Jason Victor Serinus on January 31, 2010
Bojan Knezevic (Wozzeck) and
John Duykers as the Captain
Photos by Steve DiBartolomeo

Ensemble Parallèle sold itself short by emphasizing that their two performances of Alban Berg’s nightmarish early-20th-century opera, Wozzeck, would fill the breach left since San Francisco Opera last performed the work in November, 1999. Heard and seen in the relative intimacy of Novellus Theater at Yerba Buena Center for the Arts, the West Coast premiere of John Rea’s 21-musician chamber reorchestration needed no apologia. Ensemble Parallèle’s oft-devastating, 90-minute multimedia wow of a production was whole and complete unto itself.

Conductor Nicole Paiement, who intends to mount annual productions of contemporary operas in San Francisco, and her stage director/husband Brian Staufenbiel paid equal attention to Wozzeck’s musical and theatrical elements. Ensemble Parallèle played as if on fire. Equaling their commitment was an outstanding cast of singer-actors, a number of whom have performed with San Francisco Opera and other major companies. Media artist Austin Forbord and set/lighting designer Matthew Antaky furthered unified the effort, creating a cumulative impact greater than the sum of its considerable parts.

Knockout Opening

The production wasted no time making its mark. Staged within a quasi-deco frame, the opera opened with Wozzeck (Bojan Knezevic), an oppressed militiaman and regimental servant of the Captain (John Duykers), shaving his master. As Duykers lectured and hectored his deeply troubled servant, an onstage video crew projected his every grimace and eyebrow raise in perfectly focused black and white on a screen behind the duo. The portrayal, mesmerizing in its obsessively lurid detail, emphasized the weight of Wozzeck’s burden in its larger-than-life proportions. That the video was fed through a computer program that projected it slightly out of synch further heightened the hallucinatory aspects of Berg’s score.

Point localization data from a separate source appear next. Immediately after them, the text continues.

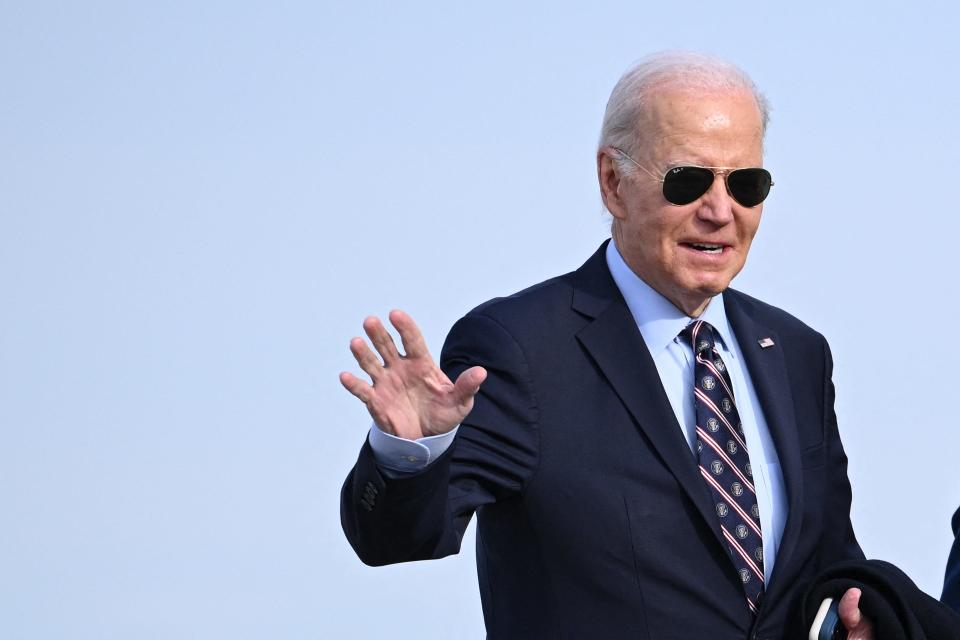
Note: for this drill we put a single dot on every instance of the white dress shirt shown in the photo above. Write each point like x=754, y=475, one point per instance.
x=660, y=324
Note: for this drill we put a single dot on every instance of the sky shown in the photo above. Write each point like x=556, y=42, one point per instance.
x=200, y=202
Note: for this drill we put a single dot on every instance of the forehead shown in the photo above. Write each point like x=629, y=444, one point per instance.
x=715, y=128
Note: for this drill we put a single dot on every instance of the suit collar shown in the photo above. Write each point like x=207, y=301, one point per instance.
x=616, y=345
x=771, y=380
x=619, y=350
x=659, y=321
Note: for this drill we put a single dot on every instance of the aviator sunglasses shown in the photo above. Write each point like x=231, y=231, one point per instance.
x=684, y=184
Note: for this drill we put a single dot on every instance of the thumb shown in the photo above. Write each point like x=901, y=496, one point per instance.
x=849, y=609
x=469, y=383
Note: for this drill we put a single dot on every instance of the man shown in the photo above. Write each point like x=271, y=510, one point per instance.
x=951, y=583
x=615, y=499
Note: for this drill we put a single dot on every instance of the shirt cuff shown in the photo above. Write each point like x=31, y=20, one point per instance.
x=409, y=456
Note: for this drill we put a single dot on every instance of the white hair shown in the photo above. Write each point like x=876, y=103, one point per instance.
x=675, y=69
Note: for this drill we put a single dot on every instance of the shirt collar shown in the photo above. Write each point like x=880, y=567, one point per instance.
x=658, y=320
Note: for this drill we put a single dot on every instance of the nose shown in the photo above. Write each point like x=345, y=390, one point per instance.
x=716, y=205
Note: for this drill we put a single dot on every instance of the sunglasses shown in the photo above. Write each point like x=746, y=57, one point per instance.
x=685, y=184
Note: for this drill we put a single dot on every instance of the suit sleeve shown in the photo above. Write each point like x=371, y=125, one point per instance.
x=423, y=515
x=840, y=541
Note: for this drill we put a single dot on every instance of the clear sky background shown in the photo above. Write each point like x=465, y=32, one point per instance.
x=200, y=201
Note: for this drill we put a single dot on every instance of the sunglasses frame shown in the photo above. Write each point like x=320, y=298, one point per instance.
x=717, y=171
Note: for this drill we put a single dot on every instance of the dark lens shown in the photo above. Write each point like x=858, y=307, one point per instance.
x=749, y=187
x=683, y=185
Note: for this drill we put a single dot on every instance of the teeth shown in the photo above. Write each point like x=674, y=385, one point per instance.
x=708, y=248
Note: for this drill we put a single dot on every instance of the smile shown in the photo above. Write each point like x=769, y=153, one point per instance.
x=705, y=247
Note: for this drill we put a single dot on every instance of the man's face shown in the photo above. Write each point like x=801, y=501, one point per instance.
x=663, y=242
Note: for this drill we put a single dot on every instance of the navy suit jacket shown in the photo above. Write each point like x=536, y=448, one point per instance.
x=593, y=520
x=951, y=584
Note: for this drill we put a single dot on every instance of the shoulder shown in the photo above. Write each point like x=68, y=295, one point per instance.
x=527, y=322
x=786, y=325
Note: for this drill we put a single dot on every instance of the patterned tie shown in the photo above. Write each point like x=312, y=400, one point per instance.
x=724, y=461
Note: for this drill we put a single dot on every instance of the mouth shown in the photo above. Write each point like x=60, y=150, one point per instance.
x=708, y=248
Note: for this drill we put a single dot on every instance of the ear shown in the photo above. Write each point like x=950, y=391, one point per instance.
x=611, y=183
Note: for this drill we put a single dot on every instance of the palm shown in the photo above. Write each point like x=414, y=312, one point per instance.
x=410, y=396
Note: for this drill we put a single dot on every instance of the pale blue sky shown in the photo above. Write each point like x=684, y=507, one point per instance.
x=199, y=202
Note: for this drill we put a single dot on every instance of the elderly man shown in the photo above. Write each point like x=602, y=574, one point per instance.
x=650, y=454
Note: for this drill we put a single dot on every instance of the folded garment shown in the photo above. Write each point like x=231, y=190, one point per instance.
x=898, y=608
x=951, y=581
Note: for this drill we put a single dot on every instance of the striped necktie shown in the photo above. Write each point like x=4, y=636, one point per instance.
x=725, y=462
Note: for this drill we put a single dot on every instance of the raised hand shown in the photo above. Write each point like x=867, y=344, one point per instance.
x=410, y=396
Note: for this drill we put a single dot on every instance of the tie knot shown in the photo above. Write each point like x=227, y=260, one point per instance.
x=699, y=335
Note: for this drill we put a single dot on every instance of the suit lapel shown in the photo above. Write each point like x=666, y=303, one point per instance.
x=768, y=371
x=616, y=345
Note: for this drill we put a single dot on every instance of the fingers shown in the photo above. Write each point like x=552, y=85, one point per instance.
x=367, y=360
x=414, y=345
x=858, y=626
x=849, y=609
x=356, y=386
x=468, y=384
x=381, y=340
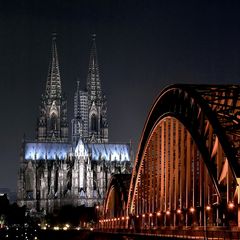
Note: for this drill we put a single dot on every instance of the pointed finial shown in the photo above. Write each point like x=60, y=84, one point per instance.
x=54, y=35
x=78, y=83
x=94, y=36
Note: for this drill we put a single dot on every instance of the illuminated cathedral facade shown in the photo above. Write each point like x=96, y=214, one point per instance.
x=56, y=169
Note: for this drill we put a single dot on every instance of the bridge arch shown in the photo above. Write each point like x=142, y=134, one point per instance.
x=115, y=202
x=186, y=170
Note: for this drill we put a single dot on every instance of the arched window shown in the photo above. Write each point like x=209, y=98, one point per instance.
x=53, y=122
x=94, y=127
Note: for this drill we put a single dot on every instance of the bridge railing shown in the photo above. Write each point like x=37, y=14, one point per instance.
x=212, y=234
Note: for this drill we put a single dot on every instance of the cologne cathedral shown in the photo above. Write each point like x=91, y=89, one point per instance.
x=56, y=169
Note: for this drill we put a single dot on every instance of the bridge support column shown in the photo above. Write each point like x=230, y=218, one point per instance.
x=238, y=206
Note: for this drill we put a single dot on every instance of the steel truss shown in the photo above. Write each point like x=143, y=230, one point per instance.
x=187, y=167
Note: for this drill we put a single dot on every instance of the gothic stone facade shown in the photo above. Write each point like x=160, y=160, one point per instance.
x=55, y=171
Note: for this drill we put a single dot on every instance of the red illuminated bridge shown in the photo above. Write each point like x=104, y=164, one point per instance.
x=187, y=169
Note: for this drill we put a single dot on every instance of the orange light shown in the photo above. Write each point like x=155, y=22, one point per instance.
x=231, y=205
x=192, y=209
x=208, y=207
x=179, y=211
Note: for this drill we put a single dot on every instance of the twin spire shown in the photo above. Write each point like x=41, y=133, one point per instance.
x=53, y=85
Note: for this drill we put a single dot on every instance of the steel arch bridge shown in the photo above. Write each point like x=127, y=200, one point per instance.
x=187, y=168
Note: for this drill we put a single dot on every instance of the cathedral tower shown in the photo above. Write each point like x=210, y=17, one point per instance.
x=52, y=124
x=90, y=106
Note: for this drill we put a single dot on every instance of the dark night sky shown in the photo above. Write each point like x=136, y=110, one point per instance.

Ironically, Duykers’ tour de force underscored one of the few weaknesses of the production. Although Knezevic’s body language was true, his dramatic powers could not equal either Duykers’ or those of his other oppressor, the Doctor (Philip Skinner). Nor did his voice possess all the weight and cutting edge that his role demands. Unintentionally dwarfed by the great Duykers, whose weakening with age, pinched top nonetheless suited his cartoonish role to perfection, Knezevic’s portrayal lacked the eloquence that penetrates deep into the heart. Even extended prerecorded video of his aqua-demise could not evoke the sympathy that the role demands.

Seen on a significantly smaller stage than in the War Memorial Opera House, Skinner made an even stronger impression than he did as the towering, vengeful Bonze in San Francisco Opera’s Madama Butterfly. Intentionally rigid and mechanical in his movements, the Doctor displayed complete control over his “scientific” experiments on his deeply troubled guinea pig.

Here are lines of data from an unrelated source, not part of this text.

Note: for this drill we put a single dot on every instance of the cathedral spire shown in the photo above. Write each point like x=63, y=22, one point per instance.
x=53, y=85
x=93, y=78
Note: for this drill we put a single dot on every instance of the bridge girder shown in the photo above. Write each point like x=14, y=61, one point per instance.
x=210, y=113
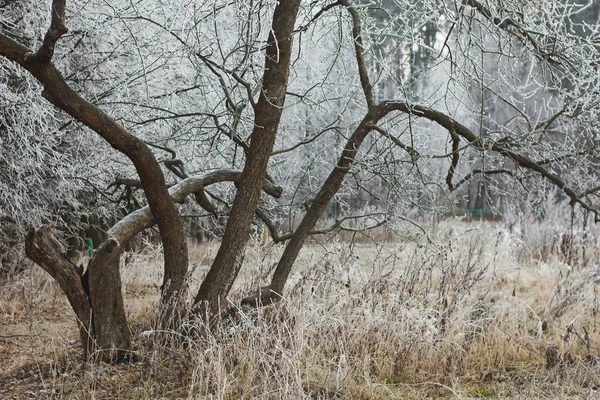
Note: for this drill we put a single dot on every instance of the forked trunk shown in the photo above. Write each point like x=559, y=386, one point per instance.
x=211, y=297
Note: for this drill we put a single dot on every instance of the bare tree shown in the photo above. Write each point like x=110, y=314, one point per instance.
x=296, y=123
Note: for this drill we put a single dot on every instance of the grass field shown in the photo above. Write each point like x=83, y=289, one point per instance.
x=465, y=310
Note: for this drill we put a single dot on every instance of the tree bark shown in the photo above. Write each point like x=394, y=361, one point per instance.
x=42, y=247
x=58, y=92
x=217, y=284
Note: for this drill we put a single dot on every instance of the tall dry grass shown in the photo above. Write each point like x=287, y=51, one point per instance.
x=470, y=310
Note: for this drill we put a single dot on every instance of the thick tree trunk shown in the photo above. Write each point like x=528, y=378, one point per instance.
x=328, y=190
x=212, y=294
x=58, y=92
x=43, y=248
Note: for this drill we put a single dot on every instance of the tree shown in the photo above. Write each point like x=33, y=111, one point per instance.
x=422, y=144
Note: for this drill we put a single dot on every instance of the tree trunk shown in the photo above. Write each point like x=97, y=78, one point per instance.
x=42, y=247
x=328, y=190
x=212, y=294
x=58, y=92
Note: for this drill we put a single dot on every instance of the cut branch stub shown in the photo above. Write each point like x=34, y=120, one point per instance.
x=45, y=250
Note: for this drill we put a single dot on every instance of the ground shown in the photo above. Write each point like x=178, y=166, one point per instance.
x=464, y=310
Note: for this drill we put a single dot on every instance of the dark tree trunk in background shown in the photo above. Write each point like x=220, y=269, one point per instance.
x=328, y=190
x=212, y=294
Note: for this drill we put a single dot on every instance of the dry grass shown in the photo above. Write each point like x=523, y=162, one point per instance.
x=469, y=312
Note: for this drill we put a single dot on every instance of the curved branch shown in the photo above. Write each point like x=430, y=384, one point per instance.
x=143, y=218
x=523, y=161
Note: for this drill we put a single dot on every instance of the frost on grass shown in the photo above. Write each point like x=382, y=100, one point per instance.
x=458, y=312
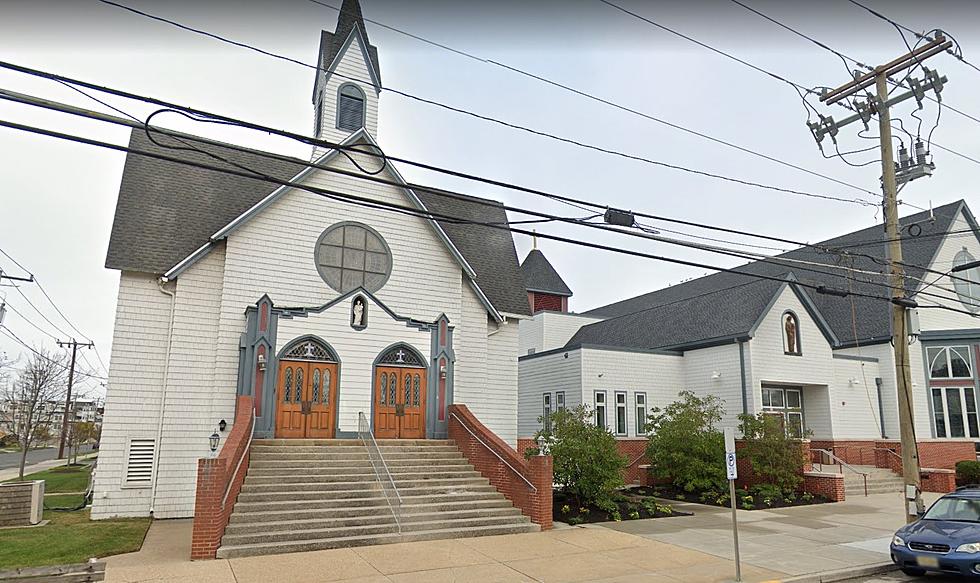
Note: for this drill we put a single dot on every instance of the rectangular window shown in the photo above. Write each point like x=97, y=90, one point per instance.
x=600, y=409
x=546, y=411
x=620, y=413
x=641, y=413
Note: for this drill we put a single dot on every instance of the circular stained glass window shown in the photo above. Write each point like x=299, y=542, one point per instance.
x=352, y=255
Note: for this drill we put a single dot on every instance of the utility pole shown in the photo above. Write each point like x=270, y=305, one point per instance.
x=879, y=105
x=71, y=379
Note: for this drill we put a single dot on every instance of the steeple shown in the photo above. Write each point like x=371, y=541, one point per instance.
x=346, y=88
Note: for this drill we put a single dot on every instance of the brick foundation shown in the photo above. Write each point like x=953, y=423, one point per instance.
x=830, y=486
x=211, y=509
x=506, y=469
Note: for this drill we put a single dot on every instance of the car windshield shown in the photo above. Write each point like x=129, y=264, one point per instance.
x=958, y=509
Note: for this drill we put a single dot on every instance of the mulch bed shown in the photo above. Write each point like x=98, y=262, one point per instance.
x=630, y=505
x=754, y=501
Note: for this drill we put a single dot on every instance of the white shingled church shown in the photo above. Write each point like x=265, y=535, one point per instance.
x=320, y=310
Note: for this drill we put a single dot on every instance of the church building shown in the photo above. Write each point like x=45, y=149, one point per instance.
x=322, y=310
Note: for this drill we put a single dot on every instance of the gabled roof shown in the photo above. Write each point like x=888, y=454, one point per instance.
x=170, y=214
x=333, y=44
x=541, y=276
x=726, y=290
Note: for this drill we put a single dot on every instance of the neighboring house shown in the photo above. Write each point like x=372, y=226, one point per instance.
x=319, y=309
x=823, y=363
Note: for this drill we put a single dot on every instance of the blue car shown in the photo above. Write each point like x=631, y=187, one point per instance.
x=945, y=540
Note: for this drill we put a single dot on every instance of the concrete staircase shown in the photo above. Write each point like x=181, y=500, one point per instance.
x=880, y=481
x=304, y=495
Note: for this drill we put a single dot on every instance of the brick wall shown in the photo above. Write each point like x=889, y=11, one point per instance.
x=216, y=476
x=830, y=486
x=504, y=467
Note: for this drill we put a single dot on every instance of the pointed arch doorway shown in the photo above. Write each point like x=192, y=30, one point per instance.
x=399, y=394
x=306, y=390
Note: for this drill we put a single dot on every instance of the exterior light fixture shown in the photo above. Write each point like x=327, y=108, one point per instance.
x=213, y=442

What a demented duo Skinner and Duykers made! Their meeting on the street, with the Doctor reciting all the afflictions that might strike the Captain, was a classic case of two nutcases giving lip service to rational discourse.

Light Amidst the Darkness

Erin Neff as Margret with the
Drum Major marching in background

The sole notes of beauty in the opera came from Wozzeck’s lover and mother of their child, former prostitute Marie (Patricia Green). Although she betrayed both Wozzeck and her adorable innocent child (Kai Nau) by allowing herself to be seduced by the Drum Major (AJ Glueckert), her posture was so naturally regal, her voice so beautiful, and her entrapment so total that she touched the heart far more than Wozzeck. Although Green’s online resume describes her as a mezzo-soprano, the Canadian artist’s strong high C surpassed the screeches of many a bigger name Marie. Staufenbiel tastefully choreographed the fully dressed seduction scene to perfection.

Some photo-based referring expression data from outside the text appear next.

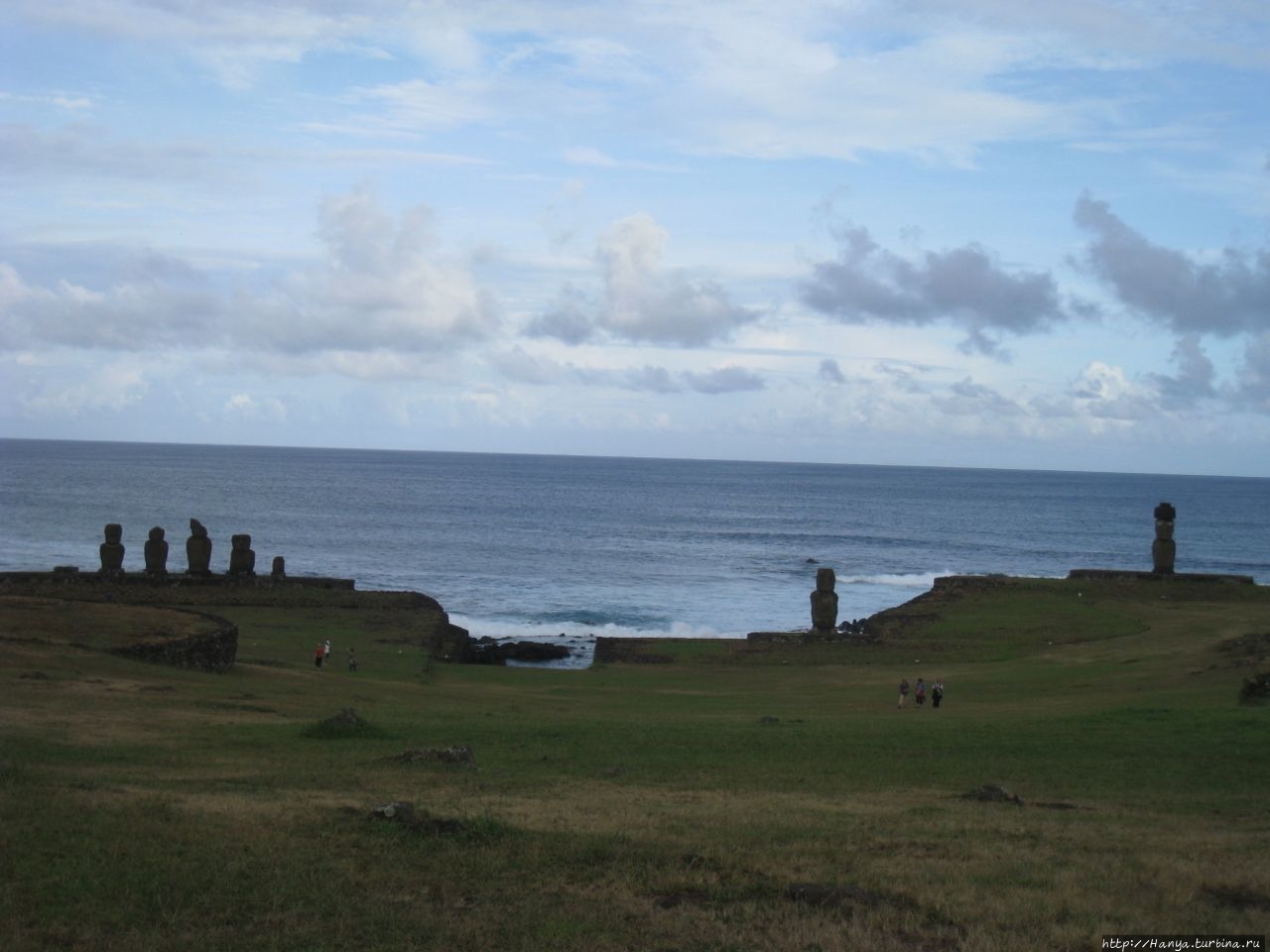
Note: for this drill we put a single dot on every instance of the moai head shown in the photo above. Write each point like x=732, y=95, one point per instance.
x=1164, y=549
x=198, y=548
x=112, y=549
x=157, y=552
x=825, y=602
x=241, y=557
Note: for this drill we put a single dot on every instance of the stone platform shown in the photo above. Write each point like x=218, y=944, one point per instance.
x=1125, y=575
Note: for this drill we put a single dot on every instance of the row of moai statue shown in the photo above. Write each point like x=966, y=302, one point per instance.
x=1164, y=549
x=198, y=552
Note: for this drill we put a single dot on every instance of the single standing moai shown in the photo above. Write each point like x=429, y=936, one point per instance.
x=825, y=602
x=112, y=549
x=241, y=557
x=157, y=552
x=198, y=548
x=1164, y=549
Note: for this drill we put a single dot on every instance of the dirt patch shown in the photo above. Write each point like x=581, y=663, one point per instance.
x=1236, y=897
x=1247, y=649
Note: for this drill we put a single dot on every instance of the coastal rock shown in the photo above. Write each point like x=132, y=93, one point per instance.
x=486, y=651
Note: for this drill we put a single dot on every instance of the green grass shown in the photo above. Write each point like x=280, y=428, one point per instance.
x=652, y=806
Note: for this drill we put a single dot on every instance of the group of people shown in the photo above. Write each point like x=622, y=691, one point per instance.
x=321, y=656
x=920, y=692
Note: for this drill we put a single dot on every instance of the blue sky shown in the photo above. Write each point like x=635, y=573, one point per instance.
x=984, y=234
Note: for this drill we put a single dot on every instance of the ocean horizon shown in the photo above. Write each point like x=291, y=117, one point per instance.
x=525, y=544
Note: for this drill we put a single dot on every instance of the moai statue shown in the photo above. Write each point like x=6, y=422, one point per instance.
x=825, y=602
x=1164, y=549
x=198, y=548
x=157, y=552
x=112, y=549
x=241, y=557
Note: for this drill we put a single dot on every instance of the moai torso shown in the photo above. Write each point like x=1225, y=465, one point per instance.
x=1164, y=549
x=198, y=548
x=112, y=549
x=241, y=557
x=157, y=552
x=825, y=602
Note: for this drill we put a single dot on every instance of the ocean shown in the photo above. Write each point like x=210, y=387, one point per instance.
x=547, y=544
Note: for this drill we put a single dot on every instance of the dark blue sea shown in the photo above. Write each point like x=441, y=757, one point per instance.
x=541, y=544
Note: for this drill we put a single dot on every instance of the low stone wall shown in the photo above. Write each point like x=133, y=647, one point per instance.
x=70, y=575
x=1116, y=574
x=806, y=638
x=208, y=652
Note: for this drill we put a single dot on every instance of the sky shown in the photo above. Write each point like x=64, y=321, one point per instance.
x=1002, y=234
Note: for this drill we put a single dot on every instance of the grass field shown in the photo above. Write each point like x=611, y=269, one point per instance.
x=731, y=798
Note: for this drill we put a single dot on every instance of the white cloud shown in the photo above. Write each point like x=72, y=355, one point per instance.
x=257, y=408
x=113, y=386
x=966, y=287
x=382, y=286
x=1224, y=296
x=643, y=299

Paiement did not skimp when casting other roles. J. Raymond Meyers was a solid Andres, Erin Neff a strong Margret; and John Bischoff (First Apprentice), Torleff Borsting (Second Apprentice), and Michael Desnoyers (Madman/Soldier) all shone when given opportunities to emerge. In the entire chorus of constantly inebriated soldiers and whores, only one young man looked like he didn’t know what to do with himself.

Standouts

Patricia Green (Marie)
with Marie's child

Several images and scenes continue to haunt the memory. One is the preposterously oversized black and white projection of the overstuffed Drum Major marching like a pea-brained peacock. Others are of the boy hopping along on his hobby-horse, and Marie admiring her earring-adorned self in the shard of a mirror. And the constantly shifting, faintly projected parallel lines in the background, symbolic of everything from the ensemble itself to the instability and lack of connection between characters, were something special.

Watching the Captain and Doctor remain in character as they took their bows was worth its weight in gold. And, of course, every shot of Duykers grimacing like an operatic Jack Nicholson was priceless.

At the risk of repeating myself, the orchestra, frenzied and eloquent, was outstanding. True, 21 players could not summon up the weight that the final act intermezzo/epilogue requires. Nonetheless, the transparency of line, which laid Berg’s scoring bare, had an eloquence of its own. Paiement’s achievement was staggering.